As Democratic presidential candidates debate a variety of new social programs, from universal health care to free higher education, Elizabeth Warren and Bernie Sanders are calling for a wealth tax to help fund some of their most ambitious plans. Such a tax has political purposes as well, aiming to chip away at rising inequality and the overwhelming economic power of the superrich who have claimed the lion’s share of growth in recent years.
In brief, Warren has proposed a 2% tax on household wealth above $50 million, rising to 3% for billionaires. Sanders’s plan is more aggressive, applying a 1% tax to net worth over $32 million, with the rate increasing steadily until it tops out at 8% for those worth more than $10 billion.
But is a wealth tax a viable idea? And what would it do to the economy?
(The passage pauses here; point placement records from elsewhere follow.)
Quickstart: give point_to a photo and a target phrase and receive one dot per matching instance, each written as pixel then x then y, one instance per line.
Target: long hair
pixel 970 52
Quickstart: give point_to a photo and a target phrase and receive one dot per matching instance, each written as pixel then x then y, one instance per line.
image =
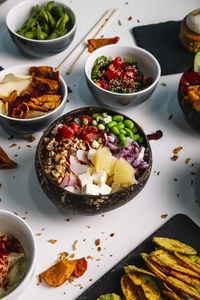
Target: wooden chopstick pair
pixel 99 27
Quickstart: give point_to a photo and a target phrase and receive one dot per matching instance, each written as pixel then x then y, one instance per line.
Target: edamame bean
pixel 120 125
pixel 115 130
pixel 95 115
pixel 129 132
pixel 129 124
pixel 123 143
pixel 123 131
pixel 122 137
pixel 118 118
pixel 136 137
pixel 135 130
pixel 141 140
pixel 111 124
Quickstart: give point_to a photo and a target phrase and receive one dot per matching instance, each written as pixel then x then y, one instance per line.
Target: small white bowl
pixel 10 223
pixel 20 13
pixel 23 126
pixel 147 64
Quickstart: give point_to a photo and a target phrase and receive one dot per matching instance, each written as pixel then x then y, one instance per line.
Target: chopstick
pixel 84 40
pixel 107 22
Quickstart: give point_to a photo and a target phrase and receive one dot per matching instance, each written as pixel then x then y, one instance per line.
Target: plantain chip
pixel 182 286
pixel 58 273
pixel 164 258
pixel 189 261
pixel 171 295
pixel 174 245
pixel 128 288
pixel 154 267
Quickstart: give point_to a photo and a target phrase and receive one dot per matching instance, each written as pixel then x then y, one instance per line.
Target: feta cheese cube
pixel 99 177
pixel 90 189
pixel 85 178
pixel 104 189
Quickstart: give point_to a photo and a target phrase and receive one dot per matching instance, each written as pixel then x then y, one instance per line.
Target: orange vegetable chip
pixel 80 267
pixel 5 161
pixel 97 43
pixel 58 273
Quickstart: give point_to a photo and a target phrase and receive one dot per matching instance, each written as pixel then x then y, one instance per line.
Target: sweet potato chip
pixel 58 273
pixel 94 44
pixel 5 161
pixel 80 267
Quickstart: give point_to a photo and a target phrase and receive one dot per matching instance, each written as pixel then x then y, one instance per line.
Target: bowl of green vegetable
pixel 40 28
pixel 118 76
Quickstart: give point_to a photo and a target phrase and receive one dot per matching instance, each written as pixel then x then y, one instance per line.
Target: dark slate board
pixel 179 227
pixel 162 40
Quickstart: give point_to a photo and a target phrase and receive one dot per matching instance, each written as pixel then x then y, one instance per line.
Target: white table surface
pixel 132 223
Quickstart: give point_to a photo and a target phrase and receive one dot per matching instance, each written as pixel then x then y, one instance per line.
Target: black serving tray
pixel 179 227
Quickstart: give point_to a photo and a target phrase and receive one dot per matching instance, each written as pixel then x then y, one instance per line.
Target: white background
pixel 132 223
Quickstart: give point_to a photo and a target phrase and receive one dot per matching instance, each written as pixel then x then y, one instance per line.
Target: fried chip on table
pixel 58 273
pixel 174 245
pixel 94 44
pixel 5 161
pixel 164 258
pixel 189 261
pixel 182 286
pixel 128 288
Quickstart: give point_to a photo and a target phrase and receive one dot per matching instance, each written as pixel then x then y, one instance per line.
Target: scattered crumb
pixel 72 255
pixel 187 160
pixel 74 245
pixel 119 22
pixel 177 150
pixel 97 242
pixel 164 216
pixel 13 145
pixel 30 138
pixel 11 137
pixel 174 158
pixel 90 257
pixel 52 241
pixel 69 90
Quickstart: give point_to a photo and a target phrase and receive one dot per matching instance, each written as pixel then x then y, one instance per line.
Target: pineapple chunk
pixel 104 161
pixel 124 173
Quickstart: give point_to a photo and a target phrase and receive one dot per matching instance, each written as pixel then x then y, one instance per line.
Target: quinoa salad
pixel 95 154
pixel 119 75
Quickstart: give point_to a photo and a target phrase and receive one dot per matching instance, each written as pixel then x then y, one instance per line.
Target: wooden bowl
pixel 79 203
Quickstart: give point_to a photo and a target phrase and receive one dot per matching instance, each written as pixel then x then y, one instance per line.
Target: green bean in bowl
pixel 48 22
pixel 41 28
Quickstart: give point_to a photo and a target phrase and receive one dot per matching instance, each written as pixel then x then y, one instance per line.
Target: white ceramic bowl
pixel 10 223
pixel 20 13
pixel 23 126
pixel 147 63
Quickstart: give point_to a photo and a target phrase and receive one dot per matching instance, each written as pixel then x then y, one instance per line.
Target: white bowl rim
pixel 30 270
pixel 40 117
pixel 41 41
pixel 130 47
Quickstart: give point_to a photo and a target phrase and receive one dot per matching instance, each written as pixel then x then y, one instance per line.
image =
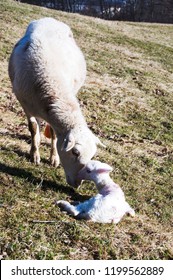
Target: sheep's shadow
pixel 45 185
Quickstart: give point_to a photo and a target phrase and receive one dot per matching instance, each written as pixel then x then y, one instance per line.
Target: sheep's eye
pixel 88 171
pixel 75 152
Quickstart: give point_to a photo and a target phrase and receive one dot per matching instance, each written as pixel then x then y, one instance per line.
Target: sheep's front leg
pixel 54 157
pixel 35 139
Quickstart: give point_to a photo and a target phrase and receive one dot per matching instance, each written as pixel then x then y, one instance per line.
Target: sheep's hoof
pixel 54 160
pixel 35 157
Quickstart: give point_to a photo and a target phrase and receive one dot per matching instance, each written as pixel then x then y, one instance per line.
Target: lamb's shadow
pixel 46 184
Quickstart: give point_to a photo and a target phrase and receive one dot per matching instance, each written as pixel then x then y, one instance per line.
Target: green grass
pixel 128 102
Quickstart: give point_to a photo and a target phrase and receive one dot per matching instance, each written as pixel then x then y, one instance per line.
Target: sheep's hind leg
pixel 35 139
pixel 67 207
pixel 54 157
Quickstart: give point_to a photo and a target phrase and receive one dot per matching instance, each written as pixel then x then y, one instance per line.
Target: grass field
pixel 128 102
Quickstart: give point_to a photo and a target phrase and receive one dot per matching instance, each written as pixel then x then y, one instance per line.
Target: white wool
pixel 47 69
pixel 108 206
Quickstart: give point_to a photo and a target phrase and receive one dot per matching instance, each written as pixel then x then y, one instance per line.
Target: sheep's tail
pixel 47 131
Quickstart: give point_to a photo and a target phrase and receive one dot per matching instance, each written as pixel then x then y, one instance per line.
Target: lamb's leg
pixel 54 157
pixel 35 139
pixel 66 206
pixel 130 210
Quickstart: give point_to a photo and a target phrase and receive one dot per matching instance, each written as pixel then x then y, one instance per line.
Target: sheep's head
pixel 95 171
pixel 75 150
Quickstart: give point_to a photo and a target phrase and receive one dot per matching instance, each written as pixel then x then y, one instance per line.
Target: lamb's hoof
pixel 132 213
What critics say: Although a wealth tax is popular with the public on a bipartisan basis, the idea is nevertheless controversial in some circles, and there are sure to be legal challenges to any effort to impose one. Constitutional issues aside, plenty of economists and business leaders insist that taxing capital is a bad idea, one that threatens the efficient operation of the economy. “You’re going to completely disincentivize capital investment, which is going to be very, very bad for economic growth,” said Treasury Secretary Steven Mnuchin last month, according to a piece examining the issue in Tuesday’s New York Times.
Some centrist economists agree. The Times quotes President Obama’s former Treasury Secretary Lawrence Summers, who co-wrote an article claiming that a wealth tax “would undermine business confidence, reduce investment, degrade economic efficiency and punish success in ways unlikely to be good for the country or even to be appealing to most Americans.”
Critics also argue that the rich will likely be able to evade any wealth tax Democrats try to impose, thanks to the lawyers and accountants they can pay to create workarounds for virtually any tax regimen. Criticizing wealth taxes on both an economic and practical basis, economist N. Gregory Mankiw, who led President George W. Bush’s Council of Economic Advisers, told the Times that, “On the one hand it’s a bad policy, and then the other thing is it’s a feckless policy.”
What supporters say: “Don’t believe the scaremongering,” says David Leonhardt of The New York Times, who says there is reason to believe a wealth tax would actually accelerate economic growth. Reducing inequality, which stands at record levels in the U.S., via a wealth tax would free up funds that “are held by a tiny slice of people, who aren’t using the resources very efficiently,” Leonhardt wrote Wednesday. Gabriel Zucman, the University of California at Berkeley economist who has done much of the intellectual legwork underlying the Democratic tax proposals, told the Times that the tax would have a positive, though modest, effect on economic growth by spurring innovation and competition.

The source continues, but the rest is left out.